Cette remarque est valable à l’échelle de l’organisation. La MAIF n’a pas encore d’outil de mesure de l’adoption de la GenAI. Nicolas Siegler sait toutefois qu’un « certain nombre de cadres n’ont pas fait la bascule. Cela peut être problématique si les populations qu’ils dirigent l’adoptent massivement », souligne-t-il.
D’où le lancement d’un nouveau programme d’acculturation. Il doit faciliter la compréhension des enjeux par les responsables et les métiers. Il s’agit de l’adapter aux besoins de chaque entité du groupe. « Tous les directeurs doivent s’emparer du sujet. Ce n’est pas pour les embêter », indique Nicolas Siegler.
La MAIF développe une calculette pour mesurer l’empreinte carbone de l’IA
Outre la supervision des effets sur l’emploi, le groupe entend maintenir des critères de conception fidèles à son éthique. Comme il existe le maintien en condition opérationnel pour les applications plus traditionnelles, la MAIF entend mettre en place un « maintien en condition intelligente ». Une équipe est déjà responsable du suivi des biais et des dérives dans les systèmes d’IA générative de l’entreprise.
Une approche qui concerne également l’empreinte carbone de cette technologie. Ce point sera pris en compte au moment de choisir les grands modèles de langage qui propulseront les différents cas d’usage.

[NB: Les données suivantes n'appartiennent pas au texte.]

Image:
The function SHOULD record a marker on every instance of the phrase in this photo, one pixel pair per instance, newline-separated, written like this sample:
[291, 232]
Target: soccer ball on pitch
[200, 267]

« Il s’agit de déterminer si les cas d’usage méritent une telle consommation d’énergie et s’il est possible de choisir des LLM et d’autres composants qui limitent le plus possible les émissions », évoque Nicolas Siegler. Un groupe de travail au sein du comité de surveillance numérique et d’éthique a été mis en place pour « fixer des ordres de grandeur ». Une « calculette » de l’empreinte carbone devrait être lancée au cours de l’année 2026.

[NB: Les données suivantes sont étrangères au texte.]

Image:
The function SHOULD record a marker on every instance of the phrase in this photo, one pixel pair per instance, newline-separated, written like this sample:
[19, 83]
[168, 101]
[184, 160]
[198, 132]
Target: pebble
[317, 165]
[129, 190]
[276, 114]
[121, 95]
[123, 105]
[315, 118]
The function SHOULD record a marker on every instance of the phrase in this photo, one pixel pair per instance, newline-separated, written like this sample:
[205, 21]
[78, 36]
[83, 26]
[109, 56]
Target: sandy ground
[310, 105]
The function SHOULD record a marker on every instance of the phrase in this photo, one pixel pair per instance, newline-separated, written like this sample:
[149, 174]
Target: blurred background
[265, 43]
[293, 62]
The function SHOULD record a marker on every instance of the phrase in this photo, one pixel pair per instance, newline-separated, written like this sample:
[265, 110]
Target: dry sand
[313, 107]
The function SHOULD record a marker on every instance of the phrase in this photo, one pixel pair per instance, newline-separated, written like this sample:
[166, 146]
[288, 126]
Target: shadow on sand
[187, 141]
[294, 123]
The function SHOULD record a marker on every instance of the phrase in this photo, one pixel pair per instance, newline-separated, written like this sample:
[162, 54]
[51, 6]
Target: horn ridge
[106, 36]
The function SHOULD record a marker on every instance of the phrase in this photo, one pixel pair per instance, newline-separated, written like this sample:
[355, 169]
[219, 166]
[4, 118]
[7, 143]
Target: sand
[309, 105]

Pour l’instant, les équipes techniques ont le choix des armes. Dans les phases de conception et d’expérimentation, elles peuvent tester des modèles d’OpenAI, de Google et des autres. Le cas d’usage, la sensibilité des données, les coûts et la notion d’efficience détermineront la sélection des technologies mises en production. Là aussi, les notions de dépendances et de souveraineté seront prises en compte.

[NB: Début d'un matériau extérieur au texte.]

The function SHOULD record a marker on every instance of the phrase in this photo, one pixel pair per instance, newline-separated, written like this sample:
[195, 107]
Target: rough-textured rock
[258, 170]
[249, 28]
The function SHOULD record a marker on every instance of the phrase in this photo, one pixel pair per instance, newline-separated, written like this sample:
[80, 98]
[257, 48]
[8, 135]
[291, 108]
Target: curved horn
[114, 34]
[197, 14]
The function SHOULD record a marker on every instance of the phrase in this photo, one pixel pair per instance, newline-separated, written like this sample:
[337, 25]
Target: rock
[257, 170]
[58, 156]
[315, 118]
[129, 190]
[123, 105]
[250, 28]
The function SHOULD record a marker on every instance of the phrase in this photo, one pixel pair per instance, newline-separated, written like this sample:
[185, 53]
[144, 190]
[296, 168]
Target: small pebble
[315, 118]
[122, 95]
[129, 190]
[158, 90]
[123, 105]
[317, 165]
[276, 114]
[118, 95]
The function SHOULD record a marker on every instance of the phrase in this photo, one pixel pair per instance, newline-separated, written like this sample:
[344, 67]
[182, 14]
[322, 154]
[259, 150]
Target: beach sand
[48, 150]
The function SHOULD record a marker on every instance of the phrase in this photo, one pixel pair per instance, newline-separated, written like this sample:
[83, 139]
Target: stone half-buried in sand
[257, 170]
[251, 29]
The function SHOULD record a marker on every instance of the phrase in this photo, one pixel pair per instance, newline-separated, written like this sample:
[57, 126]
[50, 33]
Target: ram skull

« Si nous pouvons utiliser des modèles européens, comme ceux de Mistral AI, nous ne serions pas contre », déclare le DSI de la MAIF.
IA agentique : quelques attentes et beaucoup d’interrogations
Reste l’éléphant dans la pièce : l’IA agentique. Chez la MAIF, elle est au stade de PoC, c’est-à-dire dans les mains de quelques ingénieurs. Son ajout au programme du plan stratégique 2027-2030 sera « exploré » au cours de l’année 2026. Pour le moment, Nicolas Siegler est attentif et prudent. « Je ne me vois pas me projeter sur l’IA agentique à quatre ans », lance-t-il.
L’IA agentique promet une nouvelle ère d’automatisation. En interne, son intérêt par rapport à la précédente vague reste encore à prouver. « Nous avons déjà déployé la RPA, quel rôle jouera l’APA, l’Agentic Process Automation ? », s’interroge le DSI.
La MAIF doit toutefois anticiper l’usage des outils agentiques par ses clients. « Nous ne savons pas si nous allons adopter l’IA agentique, mais nos sociétaires pourraient le faire », envisage Nicolas Siegler.
Par exemple, des assurés sont susceptibles d’utiliser des navigateurs Web agentiques comme Atlas d’OpenAI. « Si nos clients sont enfermés dans un univers OpenAI, comment interagiront-ils avec nous demain ? », questionne le DSI. « Nous devons comprendre et anticiper ces phénomènes ».